Что-то сломалось внутри меня, точно в душе открылись шлюзы, бурный поток чувств вырвался наружу и заставил напрячься каждый мускул моего усталого тела. Я вскочил на ноги и поспешно отступил назад, подальше от него.
«Ты сошел с ума? – спросил я, изумленный собственным гневом и отчаянием. – Мы оба, ты и я, бессмертны, вечны; каждую ночь мы черпаем наше бессмертие в человеческой крови; здесь, на столе, среди заключенной в толстые тома многовековой мудрости лежит ребенок, такой же демон, как и мы сами. И ты еще спрашиваешь, почему я стараюсь понять смысл нашего существования, почему обращаюсь к сверхъестественным силам, почему ищу их! Я видел свое превращение и могу поверить во что угодно! Да, я запутался, я готов принять даже самую невероятную истину из всех когда-либо слышанных мною: в нашем существовании вообще нет никакого смысла!»
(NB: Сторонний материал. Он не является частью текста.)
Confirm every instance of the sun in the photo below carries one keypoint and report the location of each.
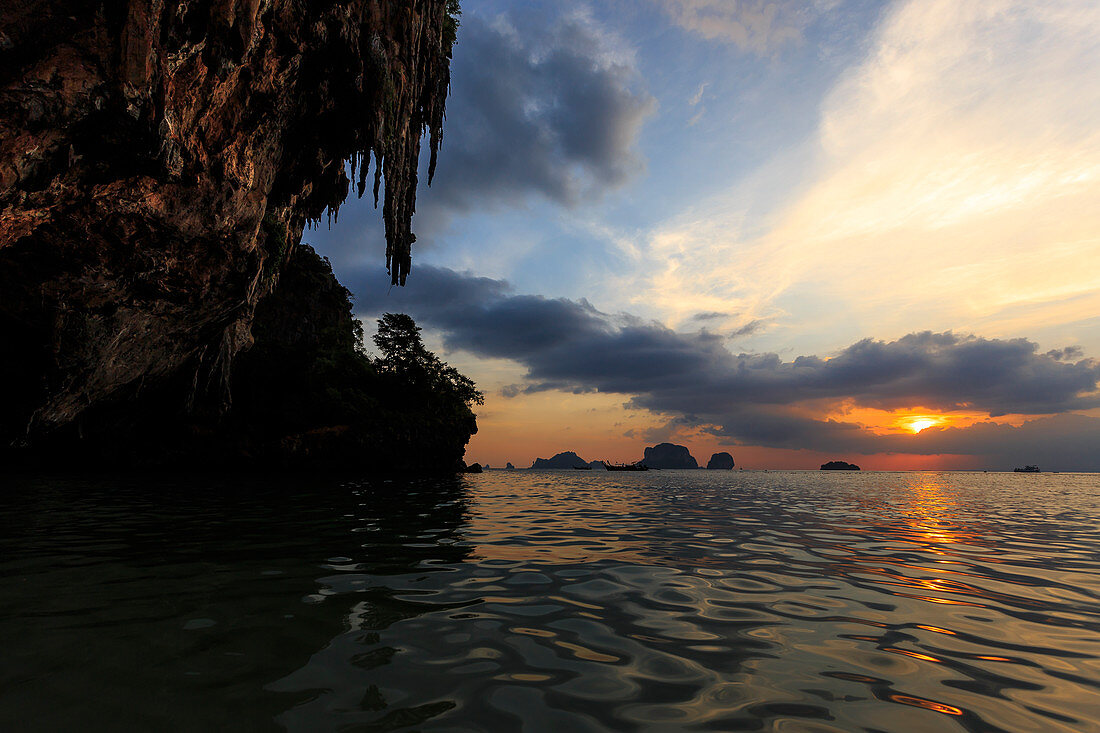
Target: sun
(921, 423)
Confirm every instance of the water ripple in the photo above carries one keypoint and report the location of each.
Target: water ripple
(550, 601)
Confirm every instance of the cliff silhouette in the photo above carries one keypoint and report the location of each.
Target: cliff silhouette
(158, 163)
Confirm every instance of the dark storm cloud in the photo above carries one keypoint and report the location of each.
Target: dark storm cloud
(755, 398)
(539, 107)
(542, 109)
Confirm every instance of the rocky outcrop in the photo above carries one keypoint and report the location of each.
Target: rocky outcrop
(839, 466)
(721, 461)
(157, 165)
(669, 456)
(567, 459)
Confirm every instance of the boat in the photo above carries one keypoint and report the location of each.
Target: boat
(626, 467)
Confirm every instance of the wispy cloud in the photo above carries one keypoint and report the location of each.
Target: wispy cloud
(760, 26)
(570, 347)
(954, 175)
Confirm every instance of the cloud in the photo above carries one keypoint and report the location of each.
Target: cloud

Я попятился к двери, прочь от его удивленного лица, руки, парящей в воздухе возле неподвижных губ, пальцев, сжатых так сильно, будто он хотел пронзить ногтями собственную ладонь.
«Не уходи! Вернись», – прошептал он.
«Нет, не сейчас, – сказал я. – Позволь мне уйти. На время… позволь мне уйти… Ничто не изменилось. Просто я должен переварить твои слова…»
На пороге я оглянулся. Клодия смотрела на меня, сложив руки на коленях. Потом нежно и печально улыбнулась, махнула рукой: уходи.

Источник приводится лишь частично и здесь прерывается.